Nell’immaginario politico della Lega Pontida è tutto: è il luogo delle origini, là dove il mito fondativo viene rispolverato e il rito del dialogo privilegiato della base del Movimento con la sua classe politica si consuma ogni anno. Dove, tra alti e bassi, si rinserrano le fila e si rilancia la sfida. È sempre stato così. Perché Pontida è un luogo davvero magico.
Gli studiosi sono ormai concordi nell’individuare le leghe di città del tardo medioevo come la premessa della successiva evoluzione confederale e poi federale, tipica del ciclo storico della modernità. Dalle leghe di libere città – intese come comunità autonome di uomini liberi – alle confederazioni e poi alle federazioni: se questa è la sequenza, le date parlano chiaro. Il patto del Grütli, con il quale le tre comunità cantonali originarie Schwyz, Uri e Unterwalden, si unirono in solenne giuramento e stipularono un patto di mutua assistenza difensiva, dando vita al nucleo sul quale poi si sviluppò la Svizzera, è del 1291.
Ma il giuramento con il quale si unirono le libere città – comunità politiche fondate sull’autonomia, sull’autogoverno e sulle libertà commerciali – della valle del Po, creando la Lega Lombarda, per fronteggiare le truppe del Barbarossa, è di 124 anni prima (7 aprile 1167). Si può pertanto sostenere che il federalismo è nato prima nella valle del Po che nella Svizzera (mito di ogni vero federalista), perché Pontida precede il Grütli di oltre un secolo. Il dato di fondo è che poi gli svizzeri sono andati avanti…

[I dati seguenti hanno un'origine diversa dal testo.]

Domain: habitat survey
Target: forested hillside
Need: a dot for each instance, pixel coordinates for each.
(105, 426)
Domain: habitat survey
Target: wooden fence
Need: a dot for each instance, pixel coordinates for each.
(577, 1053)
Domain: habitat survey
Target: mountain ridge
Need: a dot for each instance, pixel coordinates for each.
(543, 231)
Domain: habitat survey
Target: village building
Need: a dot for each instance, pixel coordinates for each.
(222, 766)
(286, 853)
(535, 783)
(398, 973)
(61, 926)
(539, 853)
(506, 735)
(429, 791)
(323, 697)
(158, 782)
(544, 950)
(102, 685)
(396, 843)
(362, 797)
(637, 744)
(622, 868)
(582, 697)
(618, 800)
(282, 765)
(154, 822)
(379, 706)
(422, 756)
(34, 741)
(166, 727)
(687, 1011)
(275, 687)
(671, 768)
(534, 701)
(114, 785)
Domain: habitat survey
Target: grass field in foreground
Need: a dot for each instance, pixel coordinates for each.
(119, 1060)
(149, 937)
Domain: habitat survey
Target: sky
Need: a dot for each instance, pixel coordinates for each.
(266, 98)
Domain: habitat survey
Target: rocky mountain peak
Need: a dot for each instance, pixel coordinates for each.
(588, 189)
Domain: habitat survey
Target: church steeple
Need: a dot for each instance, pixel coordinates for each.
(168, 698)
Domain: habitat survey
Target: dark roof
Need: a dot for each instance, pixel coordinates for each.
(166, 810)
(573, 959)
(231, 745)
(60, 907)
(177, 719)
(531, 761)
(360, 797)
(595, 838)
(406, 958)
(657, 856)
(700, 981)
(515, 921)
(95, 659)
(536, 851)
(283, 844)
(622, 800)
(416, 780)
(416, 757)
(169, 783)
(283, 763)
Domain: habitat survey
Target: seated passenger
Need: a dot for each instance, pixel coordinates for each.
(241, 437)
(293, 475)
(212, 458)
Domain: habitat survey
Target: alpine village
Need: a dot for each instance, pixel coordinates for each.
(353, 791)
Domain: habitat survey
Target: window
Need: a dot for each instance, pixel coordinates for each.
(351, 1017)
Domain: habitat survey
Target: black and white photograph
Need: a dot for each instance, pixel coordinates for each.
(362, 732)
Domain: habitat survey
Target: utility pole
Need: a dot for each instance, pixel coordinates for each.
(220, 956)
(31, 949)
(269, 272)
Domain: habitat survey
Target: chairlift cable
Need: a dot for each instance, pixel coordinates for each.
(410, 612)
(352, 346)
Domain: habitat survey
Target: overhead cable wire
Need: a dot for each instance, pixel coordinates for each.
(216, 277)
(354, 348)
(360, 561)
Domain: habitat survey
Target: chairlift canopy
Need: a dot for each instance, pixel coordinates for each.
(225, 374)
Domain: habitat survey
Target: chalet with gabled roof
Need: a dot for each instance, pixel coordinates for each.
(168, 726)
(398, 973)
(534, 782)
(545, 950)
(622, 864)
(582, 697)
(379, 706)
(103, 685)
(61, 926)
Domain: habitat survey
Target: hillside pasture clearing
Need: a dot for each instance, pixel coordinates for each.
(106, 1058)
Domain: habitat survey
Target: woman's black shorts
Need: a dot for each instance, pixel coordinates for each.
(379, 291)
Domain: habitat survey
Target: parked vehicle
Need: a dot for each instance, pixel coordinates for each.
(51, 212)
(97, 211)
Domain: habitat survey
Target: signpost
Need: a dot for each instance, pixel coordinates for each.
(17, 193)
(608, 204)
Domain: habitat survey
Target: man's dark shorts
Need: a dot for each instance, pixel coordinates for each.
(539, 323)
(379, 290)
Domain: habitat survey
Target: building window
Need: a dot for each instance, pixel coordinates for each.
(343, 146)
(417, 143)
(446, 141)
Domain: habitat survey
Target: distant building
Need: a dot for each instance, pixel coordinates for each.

Insieme al raduno dei popoli padani di Venezia, Pontida è così divenuta – e con una certa legittimità dal punto di vista storico – una delle manifestazioni più importanti della Lega. Per rispolverare ogni anno il mito delle origini, dando vita a un rito fondamentale, quello di recuperare la compattezza e la solidità del rapporto tra i vertici del movimento e la sua base in vista di nuovi obiettivi. Perciò ha sempre avuto un fine essenzialmente auto giustificativo e di contenimento del consenso.
Se la Padania è la macroregione del Nord – come ha detto Roberto Maroni nel suo discorso di incoronazione ad Assago – essa poggia sull’unità organica della valle del Po e ha due forti elementi identitari dal punto di vista politico. Da un lato v’è la dimensione economico produttiva e dall’altra la vessazione fiscale.
L’Istat ha appena anticipato i dati sul Pil del 2011. Malgrado la crisi il Nord cresce mediamente dello 0,8%, il Centro è fermo al palo, il Sud non cresce. Il Nord non ha problemi di debito pubblico, visto che in Lombardia la spesa pubblica è circa il 40% del Pil, come in Svizzera (mentre al Sud è mediamente oltre l’80% del Pil). E neppure di evasione fiscale: sempre in Lombardia è poco più del 12%, meno che nella Germania della Merkel (mentre in Calabria è l’86%). Questi sono i dati.
Il Nord oggi copre circa i due terzi del Pil e stacca un assegno, in termini di trasferimenti, di circa 60mld di euro a beneficio del resto del Paese. Recenti studi lo hanno ben dimostrato. E ciò certifica che lo spazio politico per rappresentare la Questione settentrionale c’è ed è grande come una casa. È uno spazio che solo la Lega può occupare. E garantirà il suo futuro. In una logica di tipo inclusivo, finalizzata a intensificare il dialogo, ampliare il consenso e trovare una vasta legittimazione politica in vasti settori dell’elettorato per puntare all’egemonia rappresentativa della Questione settentrionale (obiettivo sottolineato dal neo segretario della Lega, Roberto Maroni, in diversi passaggi del suo discorso di domenica scorsa), saranno promosse altre iniziative, come gli Stati generali del Nord.
Dietro questa dimensione economico-produttiva e dietro la vessazione fiscale – elementi che in sé definiscono l’identità politica della macroregione del Nord e sono peraltro condivisi dalla dottrina – si possono mettere tutti i riti, i simboli, i miti fondativi che si vogliono. Anche Pontida e il rito dell’ampolla. Non è un problema. L’identità politica – per definizione – corrisponde infatti a una costruzione immaginaria. Le iniziative – Pontida da un lato, Stati generali del Nord dall’altro – si collocano insomma su due piani diversi. Per questa ragione non è il caso di fare tante polemiche giornalistiche né psicodrammi collettivi.